2024 foi um ano repleto de dificuldades para a Alpine. Além da instabilidade típica da equipa, que voltou a sofrer mais uma reestruturação, os resultados em pista levaram ao fim do projeto das unidades motrizes, o que causou uma onda de protestos nos funcionários da marca. No entanto, o ano acabou com nota positiva, especialmente com o fim de semana memorável de São Paulo.
O diretor técnico executivo da Alpine, David Sanchez, que se juntou à equipa em 2024 para o cargo de diretor técnico executivo, admitiu que a equipa se encontrava “numa situação um pouco difícil ” com o seu desenvolvimento no início da temporada de F1 de 2024, principalmente devido a um carro com excesso de peso e aerodinamicamente ineficiente. Antes da sua chegada em maio, a Alpine já tinha trabalhado em medidas de redução de peso, que, combinadas com um novo piso introduzido no GP de Miami, melhoraram o desempenho do carro.

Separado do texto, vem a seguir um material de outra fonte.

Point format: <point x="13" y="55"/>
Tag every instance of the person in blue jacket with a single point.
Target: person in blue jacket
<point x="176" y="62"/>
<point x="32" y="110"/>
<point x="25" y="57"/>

“O carro não estava a funcionar bem porque, no início do ano, era muito pesado e, aerodinamicamente, estava um pouco encurralado”, disse Sanchez ao Motorsport.com. “Portanto, antes de eu entrar, eles tinham feito um trabalho muito bom na redução de peso. Isso é certo. O carro estava novamente perto do limite e nós orientámos completamente a direção do desenvolvimento aerodinâmico. O chassis e o peso do carro eram uma questão, e as caraterísticas aerodinâmicas eram outra questão. Por isso, no seu conjunto, o início do ano não foi muito bom. O chassis foi resolvido, o peso foi recuperado e agora parece que recuperámos a maior parte da aerodinâmica.”
O A524 atingiu o limite de peso e viu melhorias aerodinâmicas, levando a 14 primeiros lugares e a um duplo pódio no Brasil. A Alpine terminou em sexto lugar no Campeonato de Construtores, somando 54 pontos após a pausa de verão, atrás apenas das quatro primeiras equipas.
“Penso que estamos a voltar a um nível razoável, mas não é… Não diria que é onde a equipa deveria estar, porque se temos as pessoas, temos as infra-estruturas, onde é que queremos estar? Acho que algumas equipas estão satisfeitas por estarem, provavelmente, no meio da tabela. Não é onde gostaríamos de estar. Temos recursos para sermos competitivos. Por enquanto, digamos que recuperamos o mau começo do ano. Agora só precisamos de continuar a melhorar”.